Friday 4 December 2020

Cyrus the Great’s 2550th Death Anniversary and the Real Kazakh Subsequent Movie Film



 Ancient Babylonian calendars make it possible to date the death of Cyrus the Great of Persia with reasonable accuracy to December 4, 530 BCE, that is, 2550 years ago today. A famous World Heritage Organisation edifice near the ancient palaces of Pasargadae in west central Iran has long been assumed to be the tomb of Cyrus visited by Alexander the Great (according to the Greek historian Arrian hundreds of years later) and totemised by Mohammad Reza Pahlavi, the last Shah. 




But this tradition does not fit with a much earlier account of Cyrus’ death as recorded by Herodotus, which has recently been made into a movie by QAZAKFILM. In this case, unlike Borat Mark Two, the movie really and truly has been made on the order of the Kazakhstan government.


Herodotus says there were many different traditions about the death of Cyrus, but the one he finds most plausible is that Cyrus was killed in the amazingly violent battle with the nomadic Massagetae in their territory.
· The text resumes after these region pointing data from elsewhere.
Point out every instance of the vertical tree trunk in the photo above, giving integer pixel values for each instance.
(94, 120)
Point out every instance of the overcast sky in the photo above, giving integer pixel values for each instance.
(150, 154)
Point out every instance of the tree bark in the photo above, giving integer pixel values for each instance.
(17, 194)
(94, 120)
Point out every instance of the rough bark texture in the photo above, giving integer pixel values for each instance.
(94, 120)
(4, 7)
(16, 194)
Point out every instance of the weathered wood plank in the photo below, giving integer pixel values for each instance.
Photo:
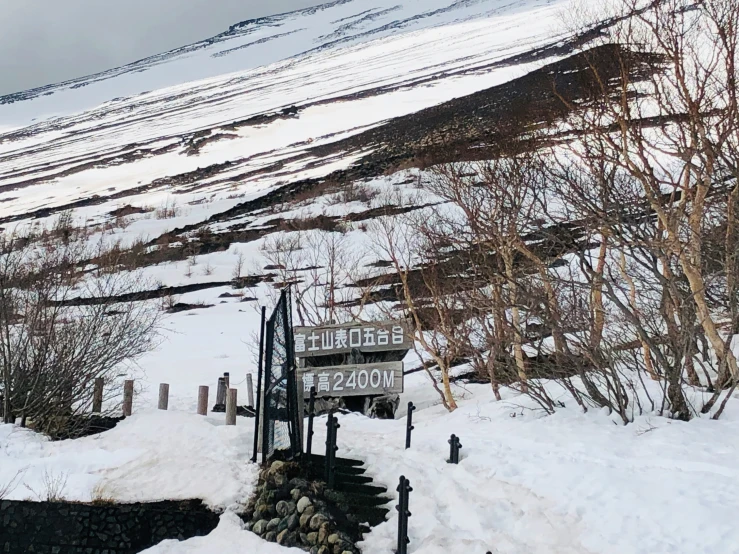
(354, 380)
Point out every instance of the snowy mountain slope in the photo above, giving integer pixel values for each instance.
(129, 143)
(255, 43)
(244, 156)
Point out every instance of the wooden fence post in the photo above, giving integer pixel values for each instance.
(250, 390)
(97, 396)
(231, 407)
(221, 392)
(163, 396)
(203, 401)
(127, 398)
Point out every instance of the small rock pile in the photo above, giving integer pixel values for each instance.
(292, 511)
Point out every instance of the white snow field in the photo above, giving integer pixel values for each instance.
(124, 130)
(571, 483)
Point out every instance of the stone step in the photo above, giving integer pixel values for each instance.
(370, 515)
(340, 462)
(353, 479)
(343, 474)
(356, 499)
(365, 490)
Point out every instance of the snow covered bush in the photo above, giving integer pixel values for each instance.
(61, 328)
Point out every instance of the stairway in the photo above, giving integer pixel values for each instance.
(354, 493)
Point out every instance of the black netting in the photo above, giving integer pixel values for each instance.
(281, 423)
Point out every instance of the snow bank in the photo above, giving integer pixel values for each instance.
(151, 456)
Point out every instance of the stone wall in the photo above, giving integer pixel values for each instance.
(294, 511)
(70, 528)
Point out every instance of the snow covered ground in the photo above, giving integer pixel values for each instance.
(571, 483)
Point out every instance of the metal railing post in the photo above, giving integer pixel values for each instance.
(409, 425)
(311, 415)
(260, 369)
(454, 446)
(404, 490)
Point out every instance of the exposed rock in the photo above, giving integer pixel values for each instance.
(285, 508)
(317, 520)
(260, 527)
(303, 503)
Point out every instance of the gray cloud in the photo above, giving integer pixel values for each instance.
(48, 41)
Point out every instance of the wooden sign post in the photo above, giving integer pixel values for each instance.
(365, 337)
(354, 380)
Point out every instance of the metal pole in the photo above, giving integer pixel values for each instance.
(311, 415)
(259, 387)
(409, 425)
(127, 398)
(231, 407)
(163, 396)
(250, 390)
(97, 396)
(329, 446)
(203, 400)
(221, 392)
(403, 514)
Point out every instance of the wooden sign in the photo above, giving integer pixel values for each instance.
(354, 380)
(337, 339)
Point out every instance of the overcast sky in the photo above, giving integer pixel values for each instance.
(48, 41)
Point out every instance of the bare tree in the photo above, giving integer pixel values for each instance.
(672, 131)
(317, 265)
(61, 328)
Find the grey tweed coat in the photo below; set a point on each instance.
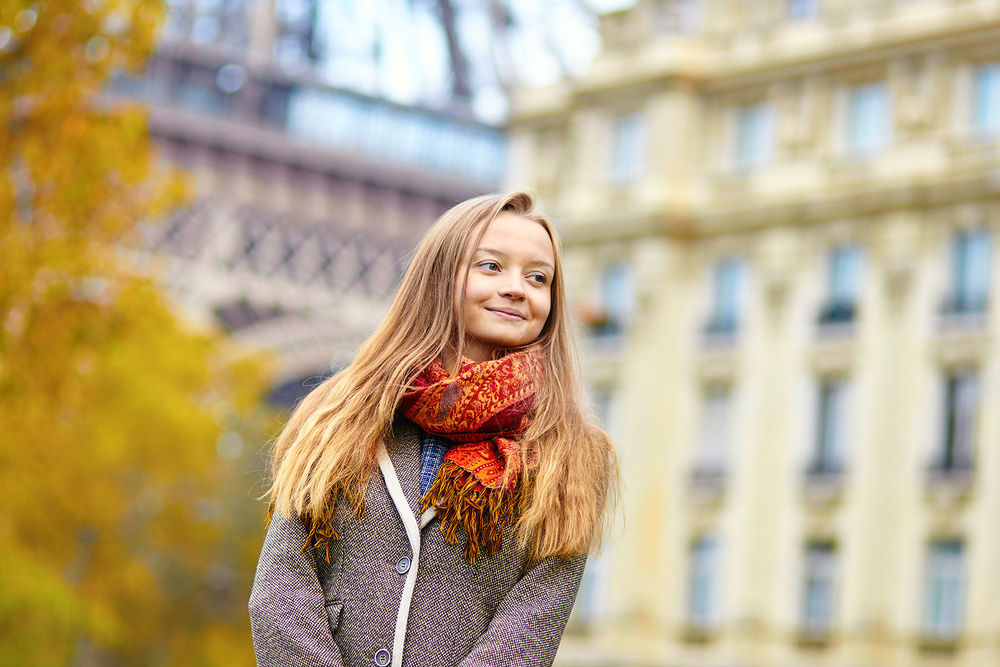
(395, 592)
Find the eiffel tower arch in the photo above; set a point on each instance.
(298, 233)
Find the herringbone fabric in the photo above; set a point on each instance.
(499, 611)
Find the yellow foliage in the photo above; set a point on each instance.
(111, 534)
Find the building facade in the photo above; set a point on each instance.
(307, 198)
(780, 218)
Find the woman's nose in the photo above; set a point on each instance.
(512, 287)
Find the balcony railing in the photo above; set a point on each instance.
(837, 312)
(964, 311)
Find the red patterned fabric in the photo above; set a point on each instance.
(484, 410)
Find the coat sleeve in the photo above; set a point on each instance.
(288, 617)
(529, 622)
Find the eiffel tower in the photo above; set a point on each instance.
(308, 197)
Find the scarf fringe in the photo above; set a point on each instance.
(482, 512)
(321, 529)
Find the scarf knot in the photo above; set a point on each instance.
(485, 411)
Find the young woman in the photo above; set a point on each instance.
(434, 502)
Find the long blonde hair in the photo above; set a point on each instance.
(328, 446)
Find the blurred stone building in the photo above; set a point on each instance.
(308, 197)
(780, 218)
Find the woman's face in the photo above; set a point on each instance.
(508, 289)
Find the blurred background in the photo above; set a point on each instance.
(778, 221)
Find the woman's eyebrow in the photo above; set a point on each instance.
(503, 255)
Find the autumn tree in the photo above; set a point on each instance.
(111, 541)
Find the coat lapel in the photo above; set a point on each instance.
(405, 456)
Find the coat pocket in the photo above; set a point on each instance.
(333, 609)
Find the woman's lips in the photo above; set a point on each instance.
(507, 314)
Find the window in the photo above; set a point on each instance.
(754, 135)
(819, 585)
(629, 149)
(831, 425)
(727, 296)
(986, 100)
(802, 9)
(844, 276)
(945, 589)
(616, 300)
(970, 272)
(957, 440)
(710, 459)
(703, 591)
(868, 121)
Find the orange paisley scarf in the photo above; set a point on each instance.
(484, 411)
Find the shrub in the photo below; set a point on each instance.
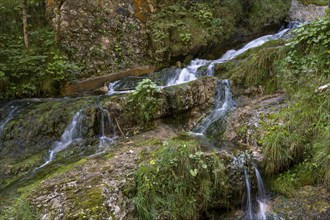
(180, 182)
(144, 102)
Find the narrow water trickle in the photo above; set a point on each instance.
(72, 132)
(249, 211)
(7, 118)
(106, 127)
(223, 104)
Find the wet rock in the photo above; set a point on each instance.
(305, 13)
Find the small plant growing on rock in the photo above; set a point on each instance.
(144, 102)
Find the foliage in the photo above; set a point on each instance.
(21, 210)
(144, 102)
(267, 12)
(302, 129)
(172, 29)
(37, 71)
(180, 182)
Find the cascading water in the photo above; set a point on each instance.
(249, 211)
(261, 198)
(72, 132)
(187, 74)
(223, 104)
(106, 127)
(191, 71)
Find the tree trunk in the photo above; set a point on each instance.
(25, 24)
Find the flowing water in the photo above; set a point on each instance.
(8, 117)
(72, 132)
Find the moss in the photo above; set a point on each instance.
(267, 13)
(179, 181)
(254, 68)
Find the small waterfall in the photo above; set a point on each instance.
(223, 103)
(106, 127)
(261, 198)
(187, 74)
(72, 132)
(248, 191)
(191, 71)
(7, 118)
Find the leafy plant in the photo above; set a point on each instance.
(144, 102)
(180, 182)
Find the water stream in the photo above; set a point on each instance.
(71, 133)
(261, 197)
(223, 104)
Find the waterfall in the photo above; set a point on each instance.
(261, 198)
(106, 127)
(71, 133)
(112, 89)
(187, 74)
(191, 71)
(223, 103)
(7, 118)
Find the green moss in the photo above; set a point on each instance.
(254, 68)
(288, 182)
(267, 12)
(21, 210)
(179, 181)
(315, 2)
(301, 129)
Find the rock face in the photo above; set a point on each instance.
(303, 13)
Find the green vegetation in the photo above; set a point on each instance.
(267, 13)
(179, 181)
(35, 71)
(302, 130)
(21, 210)
(297, 135)
(144, 102)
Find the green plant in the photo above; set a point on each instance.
(21, 210)
(301, 134)
(144, 102)
(185, 37)
(179, 181)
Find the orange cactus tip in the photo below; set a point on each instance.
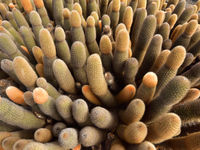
(126, 94)
(39, 3)
(15, 94)
(89, 95)
(27, 5)
(40, 69)
(25, 49)
(11, 6)
(40, 96)
(78, 147)
(1, 28)
(150, 79)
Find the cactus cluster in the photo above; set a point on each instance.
(99, 75)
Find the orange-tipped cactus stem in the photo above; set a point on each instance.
(90, 95)
(147, 88)
(126, 94)
(40, 95)
(15, 94)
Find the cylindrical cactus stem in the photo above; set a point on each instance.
(193, 74)
(13, 31)
(170, 68)
(24, 72)
(160, 16)
(190, 141)
(27, 5)
(194, 49)
(53, 146)
(142, 3)
(66, 15)
(78, 61)
(63, 76)
(20, 144)
(106, 52)
(126, 94)
(179, 8)
(172, 20)
(90, 136)
(64, 108)
(36, 22)
(119, 27)
(90, 34)
(185, 16)
(188, 111)
(133, 133)
(3, 10)
(193, 94)
(51, 90)
(16, 115)
(29, 100)
(8, 46)
(62, 47)
(168, 125)
(8, 142)
(103, 118)
(152, 8)
(35, 145)
(15, 95)
(147, 88)
(133, 112)
(57, 128)
(57, 11)
(138, 20)
(114, 16)
(47, 43)
(128, 18)
(7, 67)
(28, 38)
(19, 18)
(184, 38)
(121, 52)
(80, 111)
(144, 39)
(38, 54)
(78, 8)
(97, 81)
(188, 61)
(76, 32)
(11, 19)
(146, 145)
(46, 105)
(84, 7)
(152, 53)
(130, 70)
(194, 39)
(86, 91)
(42, 135)
(93, 6)
(68, 138)
(117, 145)
(160, 60)
(42, 12)
(105, 20)
(4, 127)
(104, 7)
(173, 93)
(164, 30)
(49, 50)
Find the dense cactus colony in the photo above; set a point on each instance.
(99, 74)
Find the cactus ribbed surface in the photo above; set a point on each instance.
(99, 74)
They were led by the widowed Queen Tomyris. Having refused to marry Cyrus, shrewdly realising that he simply wanted to annex her nation,  she was enraged when he captured her son by trickery rather than fair combat. She sent Cyrus a message saying that if he didn’t return her son, ‘however bloodthirsty you may be, I will give you your fill of blood’.
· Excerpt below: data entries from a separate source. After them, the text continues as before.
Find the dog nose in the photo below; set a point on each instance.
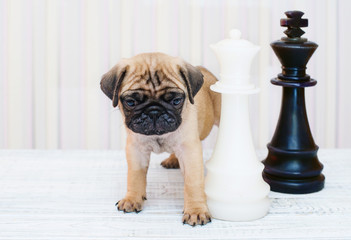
(154, 111)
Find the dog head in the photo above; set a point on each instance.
(152, 90)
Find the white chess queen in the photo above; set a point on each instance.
(234, 185)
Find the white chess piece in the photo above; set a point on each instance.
(234, 185)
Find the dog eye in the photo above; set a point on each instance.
(130, 102)
(176, 101)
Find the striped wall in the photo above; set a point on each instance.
(53, 53)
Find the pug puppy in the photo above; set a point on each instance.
(167, 106)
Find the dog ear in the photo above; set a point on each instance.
(193, 79)
(111, 82)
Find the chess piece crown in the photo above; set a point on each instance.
(292, 164)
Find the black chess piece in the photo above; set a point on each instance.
(292, 164)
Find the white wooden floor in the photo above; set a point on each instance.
(71, 195)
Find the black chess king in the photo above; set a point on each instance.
(292, 165)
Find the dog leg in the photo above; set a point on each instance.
(170, 162)
(191, 164)
(138, 163)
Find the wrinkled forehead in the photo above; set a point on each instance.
(153, 80)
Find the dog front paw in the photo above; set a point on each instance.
(170, 162)
(131, 204)
(196, 216)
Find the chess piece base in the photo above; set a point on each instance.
(295, 186)
(240, 211)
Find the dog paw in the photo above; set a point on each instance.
(196, 216)
(170, 162)
(129, 204)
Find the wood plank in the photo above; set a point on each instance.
(71, 195)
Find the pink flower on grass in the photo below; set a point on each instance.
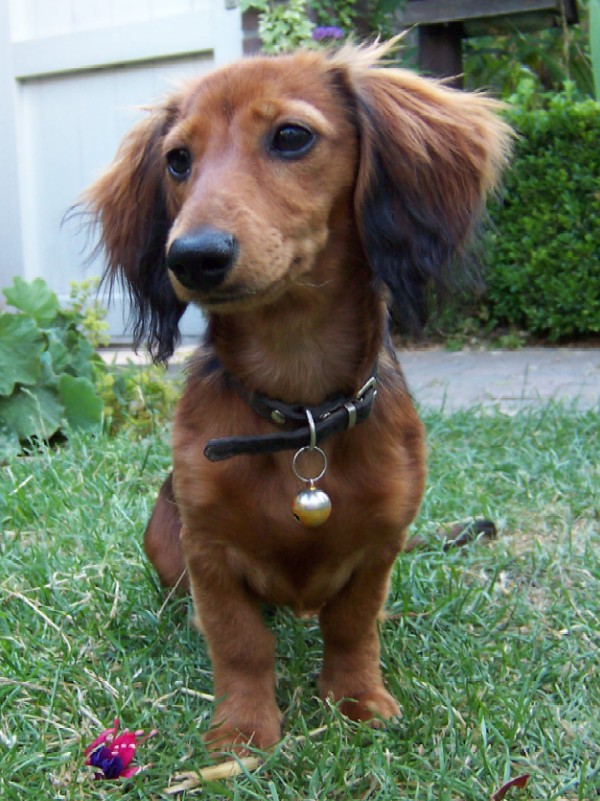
(110, 754)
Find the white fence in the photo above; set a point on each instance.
(72, 76)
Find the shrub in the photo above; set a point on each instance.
(543, 254)
(52, 379)
(47, 367)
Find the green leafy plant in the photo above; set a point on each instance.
(543, 254)
(281, 26)
(47, 367)
(549, 56)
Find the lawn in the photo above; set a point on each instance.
(492, 651)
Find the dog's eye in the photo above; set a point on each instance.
(291, 141)
(179, 163)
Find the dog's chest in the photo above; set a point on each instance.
(303, 577)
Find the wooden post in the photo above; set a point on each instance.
(440, 51)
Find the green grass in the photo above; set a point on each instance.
(492, 651)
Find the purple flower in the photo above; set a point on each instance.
(111, 753)
(327, 32)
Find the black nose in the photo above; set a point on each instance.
(201, 260)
Cyrus ignored her and her son committed suicide. Tomyris charged into a battle which Herodotus says was the fiercest ever fought by barbarians in history. The majority of the Persians were killed, including Cyrus. Tomyris got hold of his decapitated head and dipped it in a leather bag full of human blood, declaring, ‘thus I make good my threat, and give you your fill of blood’. Under these circumstances, it seems unlikely that Cyrus’ dismembered corpse ever made it back to Pasargadae.
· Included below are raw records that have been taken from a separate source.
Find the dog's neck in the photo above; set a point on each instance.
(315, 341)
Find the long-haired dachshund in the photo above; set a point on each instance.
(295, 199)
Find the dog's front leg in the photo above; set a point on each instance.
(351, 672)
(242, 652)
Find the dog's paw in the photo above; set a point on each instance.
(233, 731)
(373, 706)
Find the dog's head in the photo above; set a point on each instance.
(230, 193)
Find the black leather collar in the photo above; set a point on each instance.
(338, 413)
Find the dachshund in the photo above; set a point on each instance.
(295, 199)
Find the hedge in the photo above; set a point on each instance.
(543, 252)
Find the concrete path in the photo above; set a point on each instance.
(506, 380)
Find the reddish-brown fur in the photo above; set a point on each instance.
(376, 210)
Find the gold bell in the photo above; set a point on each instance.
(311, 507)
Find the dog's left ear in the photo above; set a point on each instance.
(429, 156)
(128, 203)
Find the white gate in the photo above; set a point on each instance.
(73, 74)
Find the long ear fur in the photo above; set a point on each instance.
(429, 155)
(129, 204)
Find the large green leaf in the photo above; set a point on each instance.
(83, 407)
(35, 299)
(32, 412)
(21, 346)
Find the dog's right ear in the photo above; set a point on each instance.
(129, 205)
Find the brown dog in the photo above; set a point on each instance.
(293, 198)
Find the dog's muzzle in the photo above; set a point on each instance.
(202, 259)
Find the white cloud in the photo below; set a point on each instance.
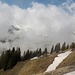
(40, 25)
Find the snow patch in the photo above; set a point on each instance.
(58, 60)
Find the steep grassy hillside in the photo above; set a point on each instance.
(37, 66)
(70, 60)
(30, 66)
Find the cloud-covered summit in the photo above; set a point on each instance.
(39, 25)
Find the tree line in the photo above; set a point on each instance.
(9, 58)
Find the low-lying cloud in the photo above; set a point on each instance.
(39, 25)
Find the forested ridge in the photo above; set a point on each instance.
(9, 58)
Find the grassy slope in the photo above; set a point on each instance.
(70, 60)
(30, 66)
(37, 66)
(13, 71)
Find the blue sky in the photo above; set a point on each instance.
(27, 3)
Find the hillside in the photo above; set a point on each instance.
(70, 60)
(39, 66)
(31, 66)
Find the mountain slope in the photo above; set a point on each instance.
(70, 60)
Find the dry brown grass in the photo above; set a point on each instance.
(70, 60)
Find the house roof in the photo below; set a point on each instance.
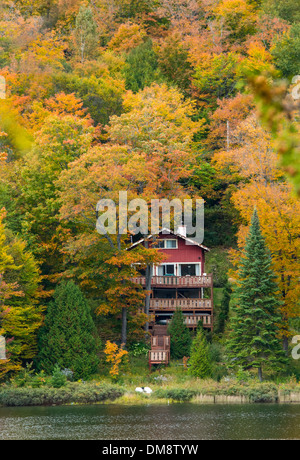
(167, 230)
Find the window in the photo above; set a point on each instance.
(169, 270)
(189, 269)
(166, 244)
(166, 270)
(171, 244)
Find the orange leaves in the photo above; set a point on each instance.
(114, 355)
(127, 37)
(250, 152)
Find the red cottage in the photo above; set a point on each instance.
(180, 281)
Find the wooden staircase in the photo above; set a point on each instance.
(160, 346)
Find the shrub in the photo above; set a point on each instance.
(200, 364)
(70, 393)
(176, 394)
(58, 378)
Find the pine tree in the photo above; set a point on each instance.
(252, 340)
(224, 309)
(68, 338)
(200, 365)
(180, 336)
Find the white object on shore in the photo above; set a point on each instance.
(143, 390)
(139, 390)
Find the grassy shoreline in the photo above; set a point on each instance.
(103, 393)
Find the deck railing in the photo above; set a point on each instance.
(193, 320)
(176, 281)
(183, 304)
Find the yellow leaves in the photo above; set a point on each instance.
(114, 355)
(251, 152)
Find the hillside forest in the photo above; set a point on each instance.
(162, 99)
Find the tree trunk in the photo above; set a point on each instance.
(124, 325)
(286, 345)
(260, 374)
(147, 298)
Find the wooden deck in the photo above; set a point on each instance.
(183, 304)
(176, 281)
(160, 348)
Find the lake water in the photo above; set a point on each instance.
(170, 422)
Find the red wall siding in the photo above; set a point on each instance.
(184, 253)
I have always been a fan of Tomyris. She was quite famous as a legendary female leader in the Renaissance and Early Modern Periods, and much painted. But she is now nowhere near as well known in the west, in terms of being a figure resisting imperial domination, as are Cleopatra, Zenobia, and Boadicea. Not so in both Kazakhstan and Uzbekistan, proud that in ancient times they were her homeland.


Judging from the trailer, the film looks appropriately bloody, but it is also—fascinatingly—delivered throughout in the ancient Turkic and Persian languages. I’ve asked Santa to find me a copy—preferably with English subtitles—so that on December 25, after a year of near-total confinement, I can imagine myself as a she-hero galloping over the Steppes with righteous wrath in my heart and a freedom agenda.


PS: I am pleased to say that my father’s health has turned a corner and he is slowly recovering from Covid. Reciting Pindar clearly works! Thanks for all the supportive messages.